Mobi2Kindle – MobiPocket books on Kindle

Another year, another blog post! If you’re not interested in reading backstory and just interested in getting MobiPocket DRM-protected books onto your Kindle, check out the Mobi2Kindle page at Google Code.

Not too long ago, I won an Amazon Kindle while attending the CS4HS workshop at CMU (Yay Google and other sponsors!). Perhaps not surprisingly, I fell in love with reading on it. I quickly looked for all the free e-books I could, discovering sites like MobileRead and FeedBooks, with their ultra-sweet Kindle-based book browsers (Click and download right on the Kindle? Awesome!). However, their selections of recent works are certainly… lacking. Only a few authors have really embraced free e-book distribution, and while I do love Cory Doctorow, my brain really craved more.

I investigated the local library, which has been a great source of mind-food ever since we moved to Cleveland a couple years ago. Alas, they had nothing expressly for the Kindle – though they did have an e-library with MobiPocket and Adobe EPub books. I had remembered reading somewhere that the Kindle could do MobiPocket, so I decided to investigate further.

I found out that Igor Skochinsky had done some investigations into the Kindle’s handling of MobiPocket DRM, and had put together a set of Python scripts that were supposedly able to convert normal MobiPocket DRM’d files into a format readable by the Kindle. I tried them out on my own, and lo and behold, I was reading Barack Obama’s book on my Kindle, straight from the library! Well, not quite straight from the library – it made some detours on my Mac, involving some Terminal usage and some copying-and-pasting. But it was still pretty sweet!

I decided that dealing with the command-line was not something my wife would be interested in doing, and so I decided to write a little AppleScript application that handled all the tedious stuff, like running the commands.
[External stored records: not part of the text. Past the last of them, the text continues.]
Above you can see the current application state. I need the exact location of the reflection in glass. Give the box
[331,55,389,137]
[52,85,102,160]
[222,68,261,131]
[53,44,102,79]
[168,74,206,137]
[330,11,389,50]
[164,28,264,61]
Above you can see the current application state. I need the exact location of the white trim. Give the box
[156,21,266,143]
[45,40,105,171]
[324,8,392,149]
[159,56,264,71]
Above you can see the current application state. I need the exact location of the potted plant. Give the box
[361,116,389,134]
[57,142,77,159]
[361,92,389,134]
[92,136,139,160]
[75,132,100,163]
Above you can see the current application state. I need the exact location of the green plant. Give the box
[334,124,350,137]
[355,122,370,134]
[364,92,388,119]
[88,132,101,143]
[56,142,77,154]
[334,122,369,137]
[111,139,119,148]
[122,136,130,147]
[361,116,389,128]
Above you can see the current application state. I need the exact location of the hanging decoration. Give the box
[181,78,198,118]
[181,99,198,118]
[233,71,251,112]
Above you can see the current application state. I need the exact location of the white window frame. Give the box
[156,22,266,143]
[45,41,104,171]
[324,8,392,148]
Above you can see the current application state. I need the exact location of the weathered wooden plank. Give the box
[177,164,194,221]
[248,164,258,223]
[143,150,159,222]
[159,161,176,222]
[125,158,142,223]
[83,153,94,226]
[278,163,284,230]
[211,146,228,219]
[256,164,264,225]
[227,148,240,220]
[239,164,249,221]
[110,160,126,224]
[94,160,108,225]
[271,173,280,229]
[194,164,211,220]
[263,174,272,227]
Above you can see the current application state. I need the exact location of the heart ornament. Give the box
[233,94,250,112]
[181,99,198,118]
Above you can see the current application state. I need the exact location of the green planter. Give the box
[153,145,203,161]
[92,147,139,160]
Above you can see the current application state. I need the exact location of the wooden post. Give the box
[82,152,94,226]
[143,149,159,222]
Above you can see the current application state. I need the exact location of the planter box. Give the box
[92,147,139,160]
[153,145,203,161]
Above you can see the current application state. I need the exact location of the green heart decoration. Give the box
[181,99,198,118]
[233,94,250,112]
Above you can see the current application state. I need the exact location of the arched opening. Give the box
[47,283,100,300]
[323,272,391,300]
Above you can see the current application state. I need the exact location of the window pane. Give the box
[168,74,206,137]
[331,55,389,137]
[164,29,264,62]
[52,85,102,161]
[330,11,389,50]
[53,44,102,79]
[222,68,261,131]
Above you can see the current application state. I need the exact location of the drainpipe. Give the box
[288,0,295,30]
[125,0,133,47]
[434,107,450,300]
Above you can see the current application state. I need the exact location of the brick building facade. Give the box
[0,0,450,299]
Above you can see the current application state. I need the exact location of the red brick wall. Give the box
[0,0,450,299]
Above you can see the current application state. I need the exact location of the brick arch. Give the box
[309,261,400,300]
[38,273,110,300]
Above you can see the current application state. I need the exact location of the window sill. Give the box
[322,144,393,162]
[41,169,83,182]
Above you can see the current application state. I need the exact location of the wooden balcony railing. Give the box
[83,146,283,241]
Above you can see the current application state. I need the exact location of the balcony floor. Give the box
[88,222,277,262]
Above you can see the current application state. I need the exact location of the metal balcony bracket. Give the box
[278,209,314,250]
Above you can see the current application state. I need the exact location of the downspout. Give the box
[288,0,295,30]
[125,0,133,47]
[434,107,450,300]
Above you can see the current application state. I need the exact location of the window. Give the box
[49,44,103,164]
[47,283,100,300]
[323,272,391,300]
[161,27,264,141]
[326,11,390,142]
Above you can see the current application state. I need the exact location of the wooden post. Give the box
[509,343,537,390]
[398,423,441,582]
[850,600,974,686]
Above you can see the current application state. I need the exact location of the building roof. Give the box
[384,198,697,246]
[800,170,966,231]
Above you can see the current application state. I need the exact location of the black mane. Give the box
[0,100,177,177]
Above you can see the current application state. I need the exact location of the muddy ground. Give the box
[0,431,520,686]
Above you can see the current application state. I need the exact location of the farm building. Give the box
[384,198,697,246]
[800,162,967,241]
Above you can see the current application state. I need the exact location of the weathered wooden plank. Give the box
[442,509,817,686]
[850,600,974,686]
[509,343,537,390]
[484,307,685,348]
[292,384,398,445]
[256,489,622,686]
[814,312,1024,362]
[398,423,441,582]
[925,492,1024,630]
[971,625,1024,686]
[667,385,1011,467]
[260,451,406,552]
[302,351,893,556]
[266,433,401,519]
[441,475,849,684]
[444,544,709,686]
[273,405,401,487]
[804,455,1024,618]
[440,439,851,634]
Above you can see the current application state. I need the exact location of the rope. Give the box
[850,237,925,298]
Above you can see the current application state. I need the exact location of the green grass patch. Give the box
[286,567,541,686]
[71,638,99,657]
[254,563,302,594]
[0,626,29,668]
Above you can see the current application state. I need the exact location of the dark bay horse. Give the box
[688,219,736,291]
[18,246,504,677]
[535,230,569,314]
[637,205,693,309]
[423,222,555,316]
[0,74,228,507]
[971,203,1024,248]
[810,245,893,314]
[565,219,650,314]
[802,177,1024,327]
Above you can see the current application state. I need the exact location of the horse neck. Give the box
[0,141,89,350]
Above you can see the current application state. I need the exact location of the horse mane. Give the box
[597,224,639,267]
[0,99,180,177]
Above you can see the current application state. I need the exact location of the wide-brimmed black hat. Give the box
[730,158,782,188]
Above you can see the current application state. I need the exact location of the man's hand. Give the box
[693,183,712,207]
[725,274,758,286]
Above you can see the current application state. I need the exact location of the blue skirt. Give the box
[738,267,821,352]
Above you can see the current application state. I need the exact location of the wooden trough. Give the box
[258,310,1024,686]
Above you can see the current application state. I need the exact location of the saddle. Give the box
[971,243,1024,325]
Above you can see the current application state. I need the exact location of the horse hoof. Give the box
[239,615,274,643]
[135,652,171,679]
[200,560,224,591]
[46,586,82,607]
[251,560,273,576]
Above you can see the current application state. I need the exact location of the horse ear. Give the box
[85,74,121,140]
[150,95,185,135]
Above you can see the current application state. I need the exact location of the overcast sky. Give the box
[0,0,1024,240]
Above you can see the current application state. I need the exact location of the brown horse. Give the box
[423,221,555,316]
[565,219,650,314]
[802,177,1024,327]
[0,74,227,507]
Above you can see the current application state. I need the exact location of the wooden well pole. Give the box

This, in fact, only ended up taking me the lesser part of an afternoon, despite having never worked on a similar project before. However, the end result was a fancy little droplet, that I could simply drag and drop a PRC file onto and get an Amazon-compatible AZW file back.

I contacted Igor, and he gave me permission to redistribute his code. So I created a logo and a Google Code project, and am happy to share it with you, readers of the world! I give you:

Mobi2KindleMobi2Kindle!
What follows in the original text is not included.